Klingt erst mal verlockend: Cannabis einfach selbst anbauen und rauchen, gegen MS bedingte Schmerzen oder Spastik. Warum das vielleicht doch keine so gute Idee ist, erklärt Professor Dr. med. Peter Flachenecker im AMSEL-Video.
Ganz wichtig sind vor allen Dingen zwei Punkte, wenn es darum geht, sich zu entscheiden, zwischen einer Cannabis-Therapie in eigener Regie und der ärztlich betreuten:
- Dosierung von Cannabinoiden
Dosierung und Zusammensetzung sind bei Cannabinoiden aus der Apotheke, egal ob Spray oder Blüten, immer gleichbleibend und können somit exakt und zielgerichtet eingesetzt werden, um MS-bedingte Spastik und Schmerzen zu lindern. Dies ist bei selbst gezogenen oder anderweitig erworbenen Cannabispflanzen nicht der Fall.
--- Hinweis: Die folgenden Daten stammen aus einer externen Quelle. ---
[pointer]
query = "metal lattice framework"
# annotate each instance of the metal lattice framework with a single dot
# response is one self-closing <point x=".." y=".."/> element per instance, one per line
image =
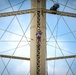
<point x="38" y="25"/>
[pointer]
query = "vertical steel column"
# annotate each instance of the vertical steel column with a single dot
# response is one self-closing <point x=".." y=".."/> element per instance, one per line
<point x="38" y="46"/>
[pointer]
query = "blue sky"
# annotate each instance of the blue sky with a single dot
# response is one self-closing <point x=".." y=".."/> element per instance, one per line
<point x="64" y="35"/>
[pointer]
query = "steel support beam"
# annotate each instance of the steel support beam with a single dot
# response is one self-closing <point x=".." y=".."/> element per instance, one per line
<point x="53" y="58"/>
<point x="59" y="13"/>
<point x="33" y="11"/>
<point x="62" y="57"/>
<point x="16" y="13"/>
<point x="14" y="57"/>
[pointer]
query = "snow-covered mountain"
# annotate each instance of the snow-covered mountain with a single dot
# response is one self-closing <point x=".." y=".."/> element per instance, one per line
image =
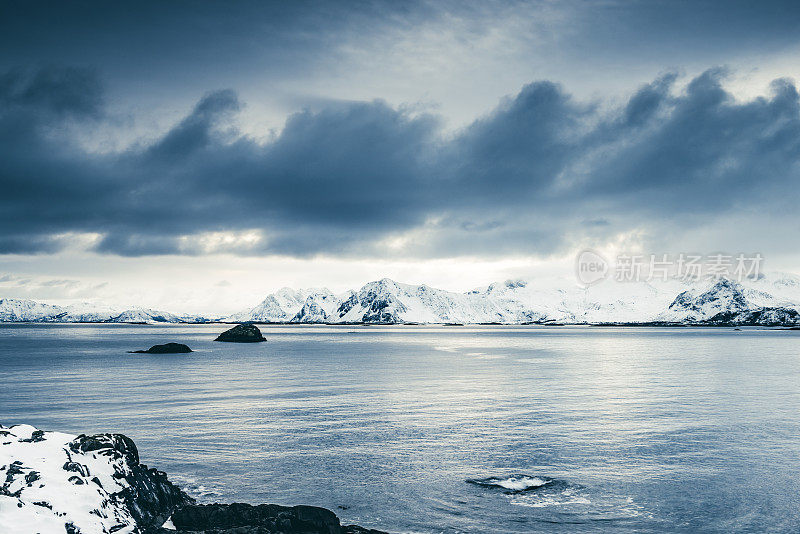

Die Gefahr einer Unter- oder Überdosierung ist hoch. Außerdem kann bei nicht kontrollierter Ware das Verhältnis von THC zu Cannabidiol und anderen Cannabinoiden schwanken. All dies zulasten von Wirkung und Nebenwirkung. Ähnlich wie bei der Überdosierung mit anderen Antispastika auch, kann ein Zuviel an Cannabinoiden auch zu Lähmungen führen. Bei Cannabinoiden (oder Blüten) aus der Apotheke ist der Wirkstoffinhalt garantiert und kann – im Unterschied zum Homegrow – entsprechend gut dosiert werden. - Verabreichung von Cannabinoiden
Beim Rauchen von Joints werden verbrannte Stoffe inhaliert. Rauchen hat bekanntermaßen für alle Menschen negative gesundheitliche Konsequenzen. Bei Menschen mit Multiple Sklerose kann es zudem den Krankheitsverlauf negativ beeinflussen, wie Studien gezeigt haben: Es kann zu mehr Schüben, mehr Läsionen im MRT und einem früheren Übergang von der schubförmig-remittierenden Phase in die (bislang schwerer zu behandelnde) sekundär-progrediente Phase führen. Also genau das Gegenteil, von dem, was man sich als MS-Betroffener wünscht.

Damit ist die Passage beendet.